3.5 out of 5 stars
Cut to the Chase:
Three Days to Dead is a conventional urban fantasy monster hunting adventure with a strong female protagonist. This is the first in a series. There are some supernatural romance elements, but the majority of the story focuses on overcoming supernatural challenges rather than amorous ones, so I would definitely call this urban fantasy rather than supernatural romance. The pacing is good, the story doesn’t drag anywhere in particular, and the characters are decent. The protagonist has some strange issues that aren’t immediately addressed when you would think they would be, but this is actually an intentional story element rather than an oversight (I think). The setting is original and interesting, but sadly, the whole experience of the book is somewhat tainted to me by the fact that yet again the antagonist’s plan is tortuously complicated when there is no reason for it to be and doesn’t entirely make sense. Still, I would recommend this book, largely because I found it enjoyable to read, and despite its issues it is still superior to most urban fantasy offerings.
Evangeline Stone’s life revolves around hunting supernatural threats with her team. She is quite alarmed when she suddenly wakes up on a slab inhabiting someone else’s body with her recent past inaccessible as memory. To save herself, she must find out what happened to her and why.
I may be alone in this, but when a story I have been enjoying turns out to have a plot that doesn’t really make sense, it leaves me profoundly disappointed. I feel robbed of an expected pleasant experience of the revelations of a good plot and resentful that the author didn’t bother to think through their own book. It’s like if you were about to open a much-anticipated present and then, at the last moment, as you reached for it with hands trembling in excitement, someone replaced your present with a rabid feral badger which snarls at you and bites at your fingers. Sadly, this book left me with something of the angry badger feeling. It wasn’t so much that the contrived plot that the author came up with was horrible, it’s just that it really didn’t make much sense, and there were several easier ways that anyone actually making plans would have had to have discarded in favor of the hare-brained scheme that the plot rests on.
It really is a shame, though, because the rest of the book, sans plot holes, is quite good. The protagonist is put in a variety of novel situations that were interesting to imagine, the supernatural elements were fairly original and varied, and there was just enough action to keep things moving without turning into a gratuitous slug fest. I was genuinely invested in the characters for most of the book, and was genuinely interested in the story the entire way.

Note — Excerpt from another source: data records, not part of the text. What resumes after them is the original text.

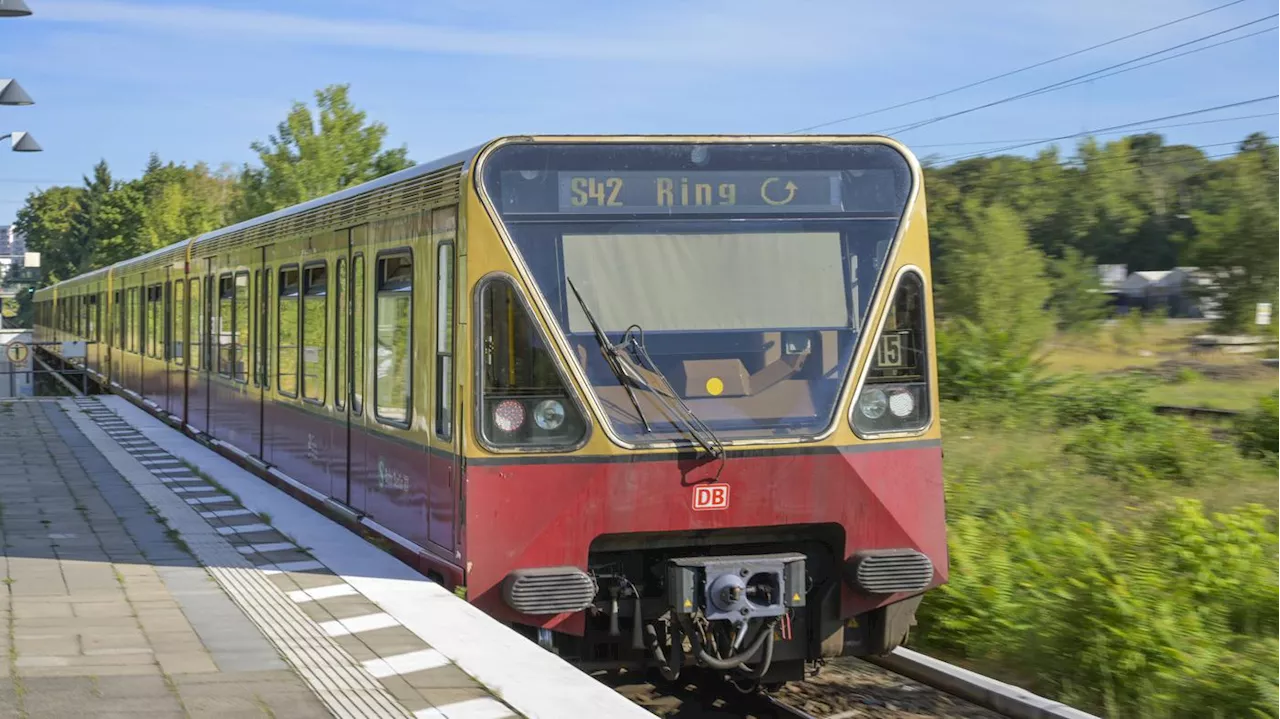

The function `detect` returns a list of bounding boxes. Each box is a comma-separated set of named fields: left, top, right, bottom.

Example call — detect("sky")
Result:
left=1, top=0, right=1277, bottom=224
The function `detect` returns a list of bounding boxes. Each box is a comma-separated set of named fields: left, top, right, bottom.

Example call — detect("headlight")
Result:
left=533, top=399, right=567, bottom=431
left=888, top=388, right=915, bottom=418
left=858, top=388, right=887, bottom=420
left=493, top=399, right=526, bottom=433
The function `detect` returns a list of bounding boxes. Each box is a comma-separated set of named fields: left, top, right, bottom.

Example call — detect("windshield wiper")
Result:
left=567, top=277, right=653, bottom=434
left=567, top=278, right=724, bottom=460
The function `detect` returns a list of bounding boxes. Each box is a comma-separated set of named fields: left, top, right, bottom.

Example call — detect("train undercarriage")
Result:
left=507, top=526, right=932, bottom=689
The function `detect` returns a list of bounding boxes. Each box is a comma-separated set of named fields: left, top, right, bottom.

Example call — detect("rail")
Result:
left=865, top=648, right=1099, bottom=719
left=1152, top=404, right=1241, bottom=419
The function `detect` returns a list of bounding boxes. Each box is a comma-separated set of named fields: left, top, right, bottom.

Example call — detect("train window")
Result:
left=851, top=271, right=931, bottom=436
left=352, top=254, right=365, bottom=416
left=277, top=266, right=299, bottom=397
left=234, top=272, right=249, bottom=383
left=128, top=287, right=139, bottom=352
left=148, top=285, right=163, bottom=359
left=435, top=242, right=454, bottom=440
left=252, top=270, right=261, bottom=386
left=302, top=264, right=327, bottom=403
left=203, top=276, right=213, bottom=369
left=259, top=269, right=270, bottom=389
left=217, top=275, right=234, bottom=377
left=374, top=252, right=411, bottom=426
left=189, top=279, right=202, bottom=371
left=115, top=291, right=124, bottom=348
left=173, top=280, right=185, bottom=366
left=478, top=278, right=586, bottom=450
left=335, top=259, right=346, bottom=411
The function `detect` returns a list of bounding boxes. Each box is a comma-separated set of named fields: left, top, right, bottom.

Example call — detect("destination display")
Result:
left=557, top=171, right=842, bottom=214
left=496, top=168, right=897, bottom=215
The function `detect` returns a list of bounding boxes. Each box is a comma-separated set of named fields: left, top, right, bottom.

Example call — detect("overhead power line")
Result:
left=911, top=111, right=1280, bottom=148
left=790, top=0, right=1249, bottom=133
left=939, top=95, right=1280, bottom=162
left=880, top=13, right=1279, bottom=135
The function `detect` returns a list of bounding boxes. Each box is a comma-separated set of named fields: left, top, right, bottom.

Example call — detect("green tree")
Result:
left=233, top=84, right=412, bottom=221
left=14, top=185, right=85, bottom=283
left=937, top=201, right=1053, bottom=348
left=1048, top=247, right=1111, bottom=330
left=77, top=160, right=147, bottom=270
left=137, top=153, right=238, bottom=250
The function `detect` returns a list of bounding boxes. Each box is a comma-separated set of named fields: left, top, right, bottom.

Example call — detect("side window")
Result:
left=217, top=275, right=234, bottom=377
left=128, top=287, right=139, bottom=352
left=479, top=279, right=586, bottom=449
left=435, top=241, right=454, bottom=439
left=277, top=266, right=299, bottom=397
left=374, top=253, right=412, bottom=425
left=148, top=285, right=163, bottom=359
left=188, top=279, right=202, bottom=371
left=234, top=272, right=249, bottom=383
left=335, top=258, right=346, bottom=410
left=115, top=291, right=125, bottom=348
left=174, top=280, right=186, bottom=366
left=302, top=264, right=327, bottom=403
left=252, top=270, right=261, bottom=386
left=352, top=255, right=365, bottom=416
left=260, top=269, right=270, bottom=389
left=852, top=272, right=932, bottom=436
left=203, top=276, right=213, bottom=369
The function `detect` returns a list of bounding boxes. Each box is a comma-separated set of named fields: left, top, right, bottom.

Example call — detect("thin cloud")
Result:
left=38, top=0, right=852, bottom=64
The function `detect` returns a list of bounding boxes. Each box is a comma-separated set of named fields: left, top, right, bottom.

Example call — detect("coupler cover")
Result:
left=667, top=553, right=806, bottom=622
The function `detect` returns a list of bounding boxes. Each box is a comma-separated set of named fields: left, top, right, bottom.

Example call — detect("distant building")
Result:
left=1114, top=267, right=1222, bottom=318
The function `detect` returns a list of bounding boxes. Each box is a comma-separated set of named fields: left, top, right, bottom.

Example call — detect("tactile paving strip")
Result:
left=67, top=397, right=413, bottom=719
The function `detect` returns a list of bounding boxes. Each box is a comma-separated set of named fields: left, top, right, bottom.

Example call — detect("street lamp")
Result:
left=0, top=80, right=32, bottom=106
left=0, top=132, right=41, bottom=152
left=0, top=0, right=30, bottom=18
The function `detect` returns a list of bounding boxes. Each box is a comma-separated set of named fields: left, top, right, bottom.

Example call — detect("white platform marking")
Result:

Even the treatment of this book as the first in a series was good. I didn’t feel like there were any egregious added elements to pave the way for future books, and there didn’t seem to be any elements held back for fodder, either. I was a bit surprised to find out this was part of a series, because it worked so well as a stand alone.
Comparisons to Other Authors:
I’m not sure why exactly poor planning and contrived plots are such a common theme in urban fantasy, but maybe as the genre matures we’ll see less of it. With fewer touchy-feely elements and a lot more testosterone, this somehow reminded me a bit of Richard Kadrey’s Sandman Slim series, starting with Sandman Slim.